Considering the nature of the deficiency is an important next step in determining the magnitude of the potential misstatement. This requires considering the nature of the transactions and the amounts or total of transactions exposed to the deficiency. It also requires considering not only the current volume of activity exposed to the deficiency but also the volume of activity that is expected in future periods.[vii] Determining the activity exposed to the deficiency includes considering whether it could reasonably be expected to affect other accounts. For example, for a deficiency resulting in an asset classification error in accounting for a business combination, the magnitude of the potential misstatement would ordinarily include not only the balance sheet impact, but also the reasonably possible subsequent income statement impact from amortization or impairment.
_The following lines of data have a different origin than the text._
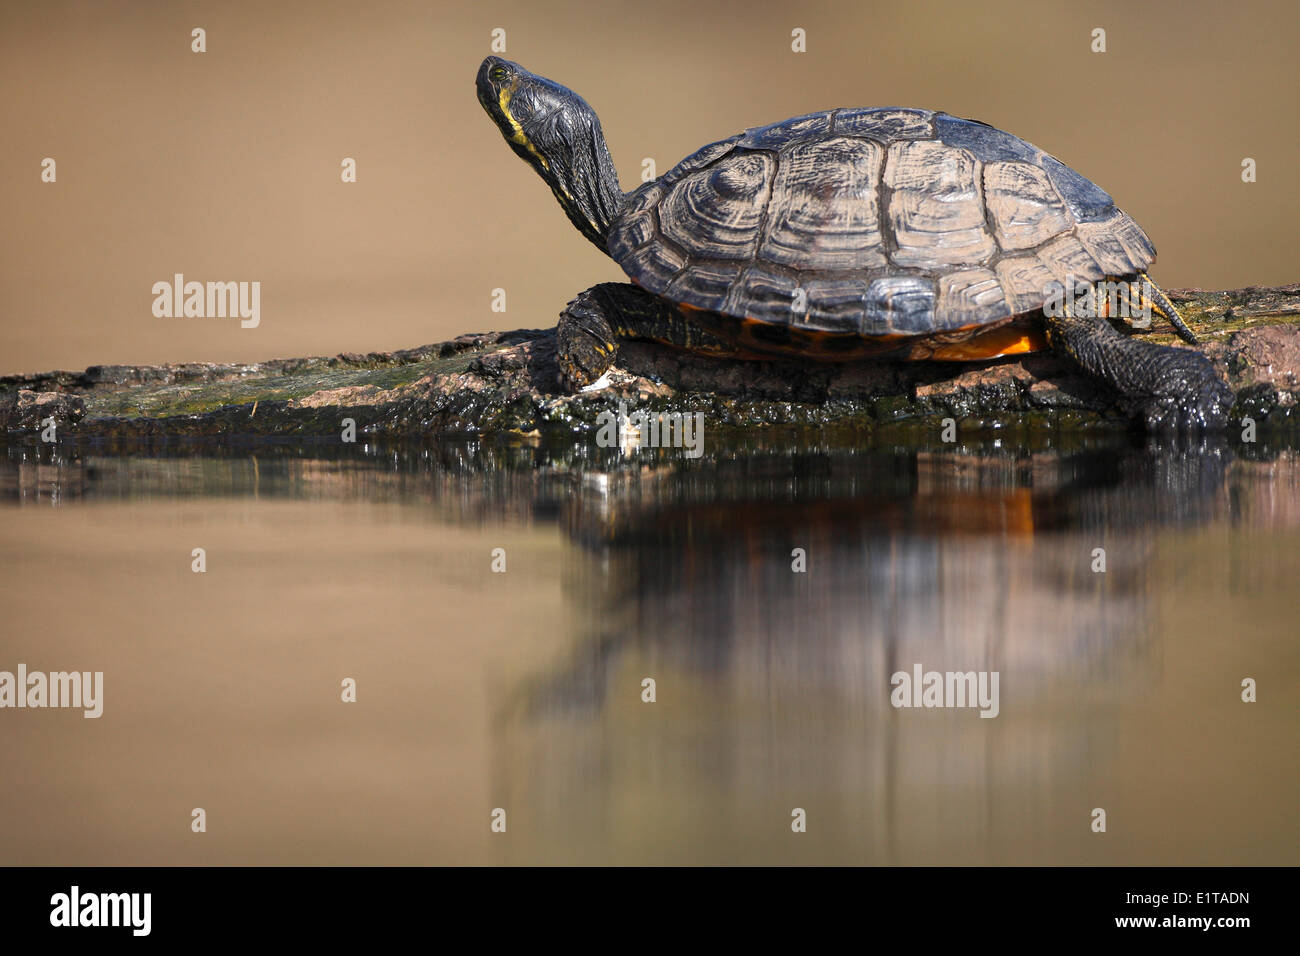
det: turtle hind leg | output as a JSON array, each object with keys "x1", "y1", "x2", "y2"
[
  {"x1": 556, "y1": 282, "x2": 745, "y2": 390},
  {"x1": 1043, "y1": 310, "x2": 1233, "y2": 431}
]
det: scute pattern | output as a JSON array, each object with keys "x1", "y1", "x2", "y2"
[
  {"x1": 995, "y1": 257, "x2": 1060, "y2": 314},
  {"x1": 666, "y1": 258, "x2": 744, "y2": 304},
  {"x1": 660, "y1": 152, "x2": 773, "y2": 260},
  {"x1": 937, "y1": 269, "x2": 1008, "y2": 327},
  {"x1": 1041, "y1": 155, "x2": 1116, "y2": 223},
  {"x1": 800, "y1": 277, "x2": 873, "y2": 331},
  {"x1": 738, "y1": 111, "x2": 834, "y2": 149},
  {"x1": 864, "y1": 277, "x2": 936, "y2": 334},
  {"x1": 983, "y1": 161, "x2": 1072, "y2": 252},
  {"x1": 607, "y1": 106, "x2": 1156, "y2": 335},
  {"x1": 933, "y1": 114, "x2": 1041, "y2": 164},
  {"x1": 621, "y1": 242, "x2": 687, "y2": 284},
  {"x1": 760, "y1": 137, "x2": 886, "y2": 271},
  {"x1": 1076, "y1": 216, "x2": 1152, "y2": 275},
  {"x1": 884, "y1": 140, "x2": 997, "y2": 269},
  {"x1": 1034, "y1": 234, "x2": 1103, "y2": 283},
  {"x1": 724, "y1": 266, "x2": 800, "y2": 322},
  {"x1": 1109, "y1": 213, "x2": 1158, "y2": 267},
  {"x1": 834, "y1": 108, "x2": 934, "y2": 141}
]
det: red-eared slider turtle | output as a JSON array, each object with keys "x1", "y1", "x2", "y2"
[{"x1": 476, "y1": 57, "x2": 1232, "y2": 430}]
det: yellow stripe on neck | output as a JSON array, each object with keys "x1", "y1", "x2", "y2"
[
  {"x1": 498, "y1": 88, "x2": 552, "y2": 175},
  {"x1": 498, "y1": 86, "x2": 600, "y2": 235}
]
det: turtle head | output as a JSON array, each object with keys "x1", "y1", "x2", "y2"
[{"x1": 476, "y1": 57, "x2": 623, "y2": 252}]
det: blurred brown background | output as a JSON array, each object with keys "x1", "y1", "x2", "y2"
[{"x1": 2, "y1": 0, "x2": 1296, "y2": 375}]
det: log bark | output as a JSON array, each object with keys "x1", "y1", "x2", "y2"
[{"x1": 3, "y1": 285, "x2": 1298, "y2": 440}]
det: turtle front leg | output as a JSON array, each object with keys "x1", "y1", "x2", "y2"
[
  {"x1": 556, "y1": 282, "x2": 742, "y2": 390},
  {"x1": 1042, "y1": 312, "x2": 1233, "y2": 431}
]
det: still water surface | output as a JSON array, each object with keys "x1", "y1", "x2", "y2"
[{"x1": 1, "y1": 434, "x2": 1296, "y2": 865}]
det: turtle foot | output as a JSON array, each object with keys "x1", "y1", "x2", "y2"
[
  {"x1": 1131, "y1": 349, "x2": 1234, "y2": 433},
  {"x1": 1044, "y1": 311, "x2": 1233, "y2": 433},
  {"x1": 556, "y1": 289, "x2": 619, "y2": 392}
]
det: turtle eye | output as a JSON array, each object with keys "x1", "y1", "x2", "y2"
[{"x1": 490, "y1": 65, "x2": 509, "y2": 81}]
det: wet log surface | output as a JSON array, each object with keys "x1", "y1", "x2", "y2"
[{"x1": 2, "y1": 284, "x2": 1298, "y2": 441}]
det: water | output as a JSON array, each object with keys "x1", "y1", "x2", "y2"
[{"x1": 1, "y1": 433, "x2": 1297, "y2": 865}]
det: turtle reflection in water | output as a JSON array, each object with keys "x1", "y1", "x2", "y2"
[
  {"x1": 476, "y1": 57, "x2": 1233, "y2": 431},
  {"x1": 513, "y1": 441, "x2": 1230, "y2": 717},
  {"x1": 492, "y1": 441, "x2": 1238, "y2": 862}
]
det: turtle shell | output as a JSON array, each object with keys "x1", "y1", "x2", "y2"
[{"x1": 607, "y1": 109, "x2": 1156, "y2": 335}]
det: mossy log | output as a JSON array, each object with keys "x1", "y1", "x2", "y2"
[{"x1": 3, "y1": 285, "x2": 1299, "y2": 442}]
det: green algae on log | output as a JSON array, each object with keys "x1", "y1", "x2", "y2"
[{"x1": 2, "y1": 285, "x2": 1299, "y2": 441}]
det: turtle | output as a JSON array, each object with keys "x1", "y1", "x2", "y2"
[{"x1": 475, "y1": 56, "x2": 1233, "y2": 430}]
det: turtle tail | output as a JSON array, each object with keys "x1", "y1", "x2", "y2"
[{"x1": 1139, "y1": 273, "x2": 1198, "y2": 345}]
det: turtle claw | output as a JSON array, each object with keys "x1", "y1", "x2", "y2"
[
  {"x1": 1134, "y1": 354, "x2": 1234, "y2": 433},
  {"x1": 1141, "y1": 393, "x2": 1229, "y2": 433},
  {"x1": 556, "y1": 337, "x2": 612, "y2": 392}
]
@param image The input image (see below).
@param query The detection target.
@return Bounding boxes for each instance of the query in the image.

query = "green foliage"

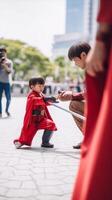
[0,38,55,80]
[54,56,84,82]
[54,56,66,68]
[0,38,84,82]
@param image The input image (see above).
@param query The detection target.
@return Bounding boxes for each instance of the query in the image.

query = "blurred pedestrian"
[72,0,112,199]
[0,46,13,117]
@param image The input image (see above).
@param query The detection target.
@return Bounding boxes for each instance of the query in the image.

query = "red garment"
[97,0,112,23]
[15,91,57,146]
[72,0,112,200]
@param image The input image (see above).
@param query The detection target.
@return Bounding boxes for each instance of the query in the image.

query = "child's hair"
[68,42,91,61]
[29,77,45,88]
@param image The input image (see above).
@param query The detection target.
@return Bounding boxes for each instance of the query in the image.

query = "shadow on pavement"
[19,146,80,159]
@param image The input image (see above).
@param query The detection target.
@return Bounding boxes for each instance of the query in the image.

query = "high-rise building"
[84,0,99,38]
[66,0,84,33]
[52,0,98,59]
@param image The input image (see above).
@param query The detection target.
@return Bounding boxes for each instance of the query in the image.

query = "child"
[13,77,57,149]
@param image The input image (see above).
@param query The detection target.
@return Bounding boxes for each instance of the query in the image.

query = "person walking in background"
[72,0,112,199]
[14,77,57,149]
[0,46,13,117]
[58,42,91,149]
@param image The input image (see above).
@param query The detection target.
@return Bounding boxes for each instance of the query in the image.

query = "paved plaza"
[0,97,83,200]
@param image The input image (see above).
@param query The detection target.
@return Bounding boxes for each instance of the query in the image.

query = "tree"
[0,38,55,80]
[54,56,84,82]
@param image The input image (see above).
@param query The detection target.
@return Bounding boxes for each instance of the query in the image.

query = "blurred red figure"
[14,77,57,149]
[72,0,112,199]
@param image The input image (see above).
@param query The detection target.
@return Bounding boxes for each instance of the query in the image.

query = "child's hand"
[44,96,59,103]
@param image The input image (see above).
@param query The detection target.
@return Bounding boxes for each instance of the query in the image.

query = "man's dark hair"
[29,77,45,88]
[0,46,7,53]
[68,42,91,61]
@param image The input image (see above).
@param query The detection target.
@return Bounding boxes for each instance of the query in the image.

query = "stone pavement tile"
[35,194,72,200]
[31,167,45,174]
[0,154,11,160]
[0,187,8,196]
[59,183,74,194]
[35,178,63,186]
[0,157,12,165]
[0,180,21,189]
[11,198,39,200]
[0,198,38,200]
[15,158,33,165]
[0,167,16,179]
[44,169,76,181]
[43,172,59,179]
[58,168,78,177]
[31,173,45,180]
[0,196,71,200]
[52,156,79,166]
[61,194,72,200]
[6,189,39,198]
[38,185,63,195]
[7,158,20,166]
[6,175,32,181]
[0,179,8,184]
[11,163,31,170]
[61,176,76,184]
[13,169,31,176]
[21,181,37,189]
[45,169,75,183]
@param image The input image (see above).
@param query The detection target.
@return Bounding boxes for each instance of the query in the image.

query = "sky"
[0,0,66,57]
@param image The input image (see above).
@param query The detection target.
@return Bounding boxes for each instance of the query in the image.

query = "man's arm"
[72,91,85,101]
[2,60,13,74]
[58,90,85,101]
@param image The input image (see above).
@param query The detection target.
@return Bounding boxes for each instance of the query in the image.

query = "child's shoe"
[73,142,82,149]
[13,140,23,149]
[41,143,54,148]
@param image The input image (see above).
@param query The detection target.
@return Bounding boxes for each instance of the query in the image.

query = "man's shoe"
[73,142,82,149]
[41,143,54,148]
[6,111,11,117]
[0,113,2,118]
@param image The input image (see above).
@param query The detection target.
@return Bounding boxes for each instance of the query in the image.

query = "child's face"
[32,84,45,93]
[73,52,87,69]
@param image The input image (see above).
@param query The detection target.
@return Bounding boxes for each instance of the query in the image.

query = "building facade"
[52,0,98,59]
[66,0,84,33]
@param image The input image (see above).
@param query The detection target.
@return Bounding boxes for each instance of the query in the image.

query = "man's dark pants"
[0,82,11,114]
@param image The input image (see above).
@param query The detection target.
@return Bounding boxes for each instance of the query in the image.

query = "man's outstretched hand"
[58,90,72,101]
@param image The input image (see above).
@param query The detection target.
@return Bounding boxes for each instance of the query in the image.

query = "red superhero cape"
[22,91,57,131]
[15,91,57,146]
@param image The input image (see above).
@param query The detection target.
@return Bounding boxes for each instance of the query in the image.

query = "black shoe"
[41,143,54,148]
[6,111,11,117]
[73,142,82,149]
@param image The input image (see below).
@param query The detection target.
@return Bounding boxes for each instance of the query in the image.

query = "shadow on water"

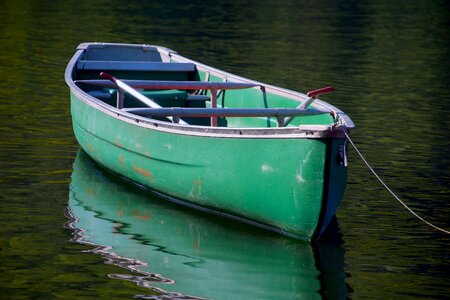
[67,150,349,299]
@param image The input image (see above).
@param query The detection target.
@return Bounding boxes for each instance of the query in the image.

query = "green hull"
[66,43,353,241]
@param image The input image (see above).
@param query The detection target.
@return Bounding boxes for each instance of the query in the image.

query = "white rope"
[344,131,450,235]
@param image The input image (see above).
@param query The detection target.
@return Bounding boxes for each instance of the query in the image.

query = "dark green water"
[1,0,449,299]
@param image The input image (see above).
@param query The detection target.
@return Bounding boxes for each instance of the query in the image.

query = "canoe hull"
[71,92,347,241]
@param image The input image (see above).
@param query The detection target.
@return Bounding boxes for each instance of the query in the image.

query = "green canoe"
[65,42,354,241]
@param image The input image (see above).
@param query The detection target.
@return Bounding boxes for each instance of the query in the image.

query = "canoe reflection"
[68,150,348,299]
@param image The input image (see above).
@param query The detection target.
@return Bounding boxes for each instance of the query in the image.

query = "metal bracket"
[338,140,348,167]
[276,116,285,127]
[172,116,181,124]
[117,90,124,109]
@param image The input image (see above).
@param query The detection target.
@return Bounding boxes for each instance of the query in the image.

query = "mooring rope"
[344,131,450,235]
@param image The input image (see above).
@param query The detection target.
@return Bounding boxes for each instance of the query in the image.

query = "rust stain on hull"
[85,143,95,153]
[193,177,202,194]
[114,140,124,148]
[132,165,154,181]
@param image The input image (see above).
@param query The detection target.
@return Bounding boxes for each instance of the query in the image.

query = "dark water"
[1,0,449,299]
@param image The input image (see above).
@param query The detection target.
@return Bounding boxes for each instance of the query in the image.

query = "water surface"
[0,0,449,299]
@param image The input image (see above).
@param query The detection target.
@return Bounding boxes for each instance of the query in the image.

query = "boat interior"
[72,44,336,128]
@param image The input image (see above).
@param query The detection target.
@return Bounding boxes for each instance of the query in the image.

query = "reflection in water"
[68,150,348,299]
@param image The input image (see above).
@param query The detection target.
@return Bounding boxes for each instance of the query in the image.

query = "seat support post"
[210,88,218,127]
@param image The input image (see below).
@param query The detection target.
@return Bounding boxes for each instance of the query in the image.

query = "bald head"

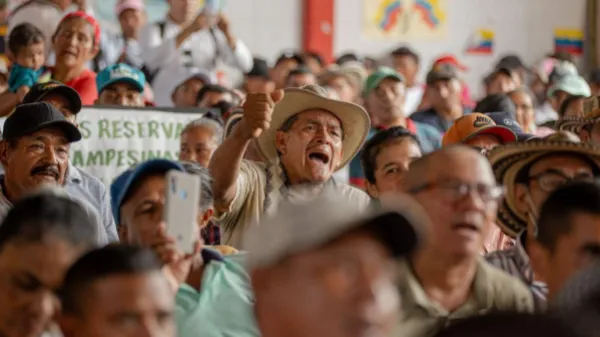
[406,145,494,191]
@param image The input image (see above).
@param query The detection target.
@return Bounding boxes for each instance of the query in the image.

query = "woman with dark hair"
[559,94,586,119]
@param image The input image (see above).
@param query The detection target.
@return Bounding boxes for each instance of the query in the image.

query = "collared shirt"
[395,258,534,337]
[214,160,371,248]
[0,175,108,244]
[535,101,558,125]
[410,107,472,134]
[486,233,548,311]
[65,163,118,242]
[175,250,259,337]
[139,19,253,106]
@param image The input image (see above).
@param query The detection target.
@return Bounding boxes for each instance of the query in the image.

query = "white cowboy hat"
[256,85,370,170]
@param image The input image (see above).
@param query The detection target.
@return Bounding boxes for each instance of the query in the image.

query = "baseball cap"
[442,112,517,146]
[486,111,535,141]
[22,80,82,114]
[426,63,459,85]
[433,54,468,71]
[547,74,591,98]
[169,66,215,95]
[548,61,579,84]
[246,57,270,79]
[97,63,145,94]
[242,190,425,269]
[364,66,404,96]
[3,102,81,142]
[110,159,184,223]
[115,0,144,16]
[496,55,525,70]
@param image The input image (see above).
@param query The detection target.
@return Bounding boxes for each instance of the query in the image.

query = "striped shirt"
[486,234,548,311]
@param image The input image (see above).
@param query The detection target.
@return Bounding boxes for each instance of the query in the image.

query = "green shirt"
[175,252,259,337]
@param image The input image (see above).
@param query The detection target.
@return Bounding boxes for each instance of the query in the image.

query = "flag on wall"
[554,28,584,55]
[466,29,494,55]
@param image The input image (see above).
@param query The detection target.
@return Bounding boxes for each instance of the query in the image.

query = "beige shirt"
[215,160,371,248]
[395,258,534,337]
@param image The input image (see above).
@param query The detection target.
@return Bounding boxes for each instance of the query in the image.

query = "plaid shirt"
[201,220,221,245]
[486,234,548,311]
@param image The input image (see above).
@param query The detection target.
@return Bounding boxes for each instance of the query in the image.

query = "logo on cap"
[473,116,493,128]
[41,82,60,90]
[110,66,141,82]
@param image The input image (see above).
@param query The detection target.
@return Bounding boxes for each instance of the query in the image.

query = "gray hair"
[179,161,214,211]
[181,118,224,145]
[508,86,538,108]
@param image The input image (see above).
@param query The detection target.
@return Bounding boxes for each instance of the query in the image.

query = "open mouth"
[308,151,330,165]
[452,223,480,233]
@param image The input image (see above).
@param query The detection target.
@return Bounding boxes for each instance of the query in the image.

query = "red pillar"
[302,0,335,64]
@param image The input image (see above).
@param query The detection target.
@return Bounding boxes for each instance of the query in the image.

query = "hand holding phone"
[164,170,201,254]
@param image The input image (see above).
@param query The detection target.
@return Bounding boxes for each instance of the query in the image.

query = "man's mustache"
[31,165,60,179]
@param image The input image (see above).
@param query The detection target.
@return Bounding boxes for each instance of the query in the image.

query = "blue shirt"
[65,163,118,242]
[410,107,472,134]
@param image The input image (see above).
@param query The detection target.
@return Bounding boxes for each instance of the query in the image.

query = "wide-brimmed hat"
[318,61,368,91]
[487,139,600,237]
[256,85,370,169]
[556,96,600,133]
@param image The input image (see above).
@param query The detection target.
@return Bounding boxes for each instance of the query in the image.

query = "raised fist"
[238,90,284,139]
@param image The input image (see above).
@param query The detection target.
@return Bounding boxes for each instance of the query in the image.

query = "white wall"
[222,0,302,63]
[334,0,587,98]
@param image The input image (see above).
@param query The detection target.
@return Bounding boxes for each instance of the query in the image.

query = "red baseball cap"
[433,54,468,71]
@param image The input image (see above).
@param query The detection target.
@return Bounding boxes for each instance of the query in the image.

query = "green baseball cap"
[364,66,405,96]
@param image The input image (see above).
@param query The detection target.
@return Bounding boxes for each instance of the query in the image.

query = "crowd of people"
[3,0,600,337]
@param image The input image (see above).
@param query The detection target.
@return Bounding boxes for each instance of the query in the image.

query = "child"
[7,23,48,97]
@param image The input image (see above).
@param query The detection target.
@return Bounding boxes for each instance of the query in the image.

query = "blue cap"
[110,159,184,223]
[97,63,146,94]
[486,112,535,142]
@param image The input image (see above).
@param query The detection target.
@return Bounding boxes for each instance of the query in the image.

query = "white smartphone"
[164,170,201,254]
[202,0,223,26]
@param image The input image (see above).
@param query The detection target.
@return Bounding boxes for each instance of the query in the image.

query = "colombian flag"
[554,29,584,55]
[466,29,494,55]
[376,0,403,32]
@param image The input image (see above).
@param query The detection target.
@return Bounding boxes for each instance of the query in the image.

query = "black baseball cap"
[426,63,459,85]
[3,102,82,142]
[496,55,525,70]
[22,81,82,114]
[246,57,270,79]
[486,111,535,141]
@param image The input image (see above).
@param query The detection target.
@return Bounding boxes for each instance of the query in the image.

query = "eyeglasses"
[409,180,504,203]
[529,170,595,192]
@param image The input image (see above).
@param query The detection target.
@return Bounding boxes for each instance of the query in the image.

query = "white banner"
[69,107,205,185]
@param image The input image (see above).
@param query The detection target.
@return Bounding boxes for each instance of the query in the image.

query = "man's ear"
[197,208,214,229]
[90,43,100,59]
[274,131,287,156]
[0,140,12,168]
[117,224,127,242]
[366,182,378,198]
[514,183,530,213]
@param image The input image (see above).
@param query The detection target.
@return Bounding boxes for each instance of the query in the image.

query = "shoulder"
[240,160,268,179]
[413,121,441,136]
[479,260,533,310]
[72,166,106,191]
[335,183,371,206]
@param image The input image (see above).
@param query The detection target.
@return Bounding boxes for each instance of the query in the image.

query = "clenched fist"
[238,90,284,139]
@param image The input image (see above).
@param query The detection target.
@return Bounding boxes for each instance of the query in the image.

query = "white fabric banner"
[68,107,204,185]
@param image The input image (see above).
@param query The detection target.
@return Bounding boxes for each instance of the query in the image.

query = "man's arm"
[209,90,284,212]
So why are there sometimes struggles in this area? From my experience, it often starts with a company not fully and accurately describing the deficiency. This may lead to a superficial thinking about the cause of the deficiency based on the error itself. This is convenient given that management has generally just completed its materiality assessment for the error; however, this generally will not result in a full understanding of the limitations of the control and is unlikely to result in developing and implementing sufficient remediation.
Let me conclude here by mentioning that our recent focus on the impact of immaterial errors on ICFR through the Disclosure Review Program is not intended to be a “gotcha” exercise. In addition to satisfying disclosure obligations, these interactions are opportunities for registrants to properly identify and remediate deficiencies in order to avoid recurrence and reduce the risk of material misstatements.
Thank you for your time today.
[i] See Commission Guidance Regarding Management’s Report on Internal Control Over Financial Reporting Under Section 13(a) or 15(d) of the Securities Exchange Act of 1934 (Jun 27, 2007) (“Commission Guidance”), at 9-10, at http://www.sec.gov/rules/interp/2007/33-8810.pdf
[ii] See Commission Guidance, at 39.
[iii] See Commission Guidance, at 15, which states, “A deficiency in the design of ICFR exists when (a) necessary controls are missing or (b) existing controls are not properly designed so that, even if the control operates as designed, the financial reporting risks would not be addressed.”
[iv] See Commission Guidance, at 30, which states, “Management evaluates the evidence it gathers to determine whether the operation of a control is effective. This evaluation considers whether the control operated as designed. It also considers matters such as how the control was applied, the consistency with which it was applied, and whether the person performing the control possesses the necessary authority and competence to perform the control effectively.”
[v] See Commission Guidance, at 35.
[vi] For definition and discussion of compensating controls, see Commission Guidance, at 37.
[vii] See Commission Guidance, at 36.